Les arts visuels rencontrent l'opéra au Centre Pompidou-Metz

Le Centre Pompidou-Metz présente "Opéra Monde, la quête d'un art total", une exposition qui explore les nombreuses collaborations des artistes plasticiens avec la création lyrique aux XXe et XXIe siècles.

Les arts visuels rencontrent l'opéra au Centre Pompidou-Metz
A l'entrée de l'exposition Opéra Monde, un buste de King Kong conçu par la scénographe polonaise Malgorzata Szczesniak pour L'Affaire Makropoulos de Janacek à l'Opéra de Paris, © AFP / JEAN-CHRISTOPHE VERHAEGEN

Depuis le 22 juin et jusqu'au 27 janvier 2020, le Centre Pompidou-Metz présente une exposition à la thématique ambitieuse : Opéra Monde, la quête d'un art total . Comme son nom ne le suggère pas, le musée propose d'explorer les nombreux liens qui unissent les arts visuels, les artistes et le monde lyrique. Un parcours découpé en 10 actes et dont la conception a été pensée comme un opéra par la scénographe polonaise Malgorta Szczesniak. 

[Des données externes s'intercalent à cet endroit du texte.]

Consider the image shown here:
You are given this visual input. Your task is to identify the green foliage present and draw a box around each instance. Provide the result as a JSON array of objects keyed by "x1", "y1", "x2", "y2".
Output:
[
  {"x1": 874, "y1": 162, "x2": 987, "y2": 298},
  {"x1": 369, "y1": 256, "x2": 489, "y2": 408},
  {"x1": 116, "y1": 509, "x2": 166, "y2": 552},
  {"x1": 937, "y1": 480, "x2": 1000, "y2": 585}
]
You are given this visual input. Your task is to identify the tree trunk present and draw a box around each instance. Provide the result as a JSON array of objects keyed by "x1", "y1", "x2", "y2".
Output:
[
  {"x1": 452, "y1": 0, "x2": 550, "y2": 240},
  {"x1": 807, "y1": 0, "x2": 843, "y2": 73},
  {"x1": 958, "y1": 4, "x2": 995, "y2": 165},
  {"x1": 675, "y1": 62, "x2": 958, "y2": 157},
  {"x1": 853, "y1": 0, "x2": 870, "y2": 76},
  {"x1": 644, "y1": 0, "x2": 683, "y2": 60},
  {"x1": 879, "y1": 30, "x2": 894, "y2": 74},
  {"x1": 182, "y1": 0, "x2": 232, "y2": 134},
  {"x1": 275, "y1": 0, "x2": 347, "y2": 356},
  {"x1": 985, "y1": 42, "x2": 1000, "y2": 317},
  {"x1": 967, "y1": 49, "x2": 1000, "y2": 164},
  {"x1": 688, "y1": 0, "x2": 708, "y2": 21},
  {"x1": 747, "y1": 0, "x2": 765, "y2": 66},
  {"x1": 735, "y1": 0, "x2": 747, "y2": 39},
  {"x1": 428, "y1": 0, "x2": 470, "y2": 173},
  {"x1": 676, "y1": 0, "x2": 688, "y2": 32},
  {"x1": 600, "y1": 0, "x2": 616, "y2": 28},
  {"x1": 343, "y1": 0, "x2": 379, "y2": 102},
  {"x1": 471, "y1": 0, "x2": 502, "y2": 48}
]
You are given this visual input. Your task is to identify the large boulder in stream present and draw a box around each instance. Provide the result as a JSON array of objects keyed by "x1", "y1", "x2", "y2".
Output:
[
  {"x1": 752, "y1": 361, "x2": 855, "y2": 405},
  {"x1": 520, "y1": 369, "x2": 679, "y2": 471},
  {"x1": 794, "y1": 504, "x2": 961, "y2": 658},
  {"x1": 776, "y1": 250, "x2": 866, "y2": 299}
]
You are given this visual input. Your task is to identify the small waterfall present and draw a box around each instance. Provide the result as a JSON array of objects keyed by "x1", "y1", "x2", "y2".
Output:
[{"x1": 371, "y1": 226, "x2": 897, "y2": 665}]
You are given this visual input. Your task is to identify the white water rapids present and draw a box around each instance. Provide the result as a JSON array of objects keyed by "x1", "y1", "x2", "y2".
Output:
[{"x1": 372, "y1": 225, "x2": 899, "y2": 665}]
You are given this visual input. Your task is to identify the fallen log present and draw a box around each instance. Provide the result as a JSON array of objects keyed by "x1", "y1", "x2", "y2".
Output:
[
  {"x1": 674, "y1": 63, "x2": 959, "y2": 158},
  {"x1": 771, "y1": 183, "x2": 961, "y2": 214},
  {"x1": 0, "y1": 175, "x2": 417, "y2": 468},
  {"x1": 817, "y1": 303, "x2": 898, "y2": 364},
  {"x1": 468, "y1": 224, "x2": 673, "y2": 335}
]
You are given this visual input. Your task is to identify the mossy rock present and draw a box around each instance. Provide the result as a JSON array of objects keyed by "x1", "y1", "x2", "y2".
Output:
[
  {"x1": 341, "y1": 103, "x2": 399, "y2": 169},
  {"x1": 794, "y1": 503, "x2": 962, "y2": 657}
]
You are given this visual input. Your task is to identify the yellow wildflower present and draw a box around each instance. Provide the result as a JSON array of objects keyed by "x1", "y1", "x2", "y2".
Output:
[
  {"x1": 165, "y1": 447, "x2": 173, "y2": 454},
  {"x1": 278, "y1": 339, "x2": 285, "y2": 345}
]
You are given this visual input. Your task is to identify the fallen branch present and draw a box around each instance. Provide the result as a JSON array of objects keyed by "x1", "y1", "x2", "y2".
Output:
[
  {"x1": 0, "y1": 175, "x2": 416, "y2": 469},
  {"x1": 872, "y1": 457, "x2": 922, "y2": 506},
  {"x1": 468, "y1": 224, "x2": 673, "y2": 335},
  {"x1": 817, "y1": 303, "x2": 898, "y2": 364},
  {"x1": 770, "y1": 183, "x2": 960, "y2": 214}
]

Les visiteurs sont accueillis par un gigantesque buste de King Kong, haut de 11 mètres, conçu par la scénographe lors de sa collaboration avec le metteur en scène Krzysztof Warlikowski pour L'Affaire Makropoulos de Leoš Janáček, en 2007 à l'Opéra de Paris. Une oeuvre inattendue qui montre que l'opéra a su s'inspirer de références cinématographiques et que le genre lyrique, qu'on disait mourant au début du XXe siècle, a su se réinventer grâce à cette ouverture aux artistes plasticiens. 

C'est ce qu'illustre également les œuvres du peintre David Hockney pour le décor de The Rake's Progress, l'opéra de Stravinsky mis en scène par John Cox en 1975. « Pendant des décennies, voire des siècles, les metteurs en scène d’opéra faisaient appel à des décorateurs, qui étaient de simples exécutants, explique Anne Horvath, en charge de l’exposition aux côtés de Stéphane Ghislain Roussel. Au début du XXe siècle, ils ont commencé à collaborer avec des artistes, des personnalités très fortes avec leur propre univers créatif. Des gens qui avaient eux aussi des idées concernant la mise en scène. Cela a donné un dialogue de plus en plus fertile ». 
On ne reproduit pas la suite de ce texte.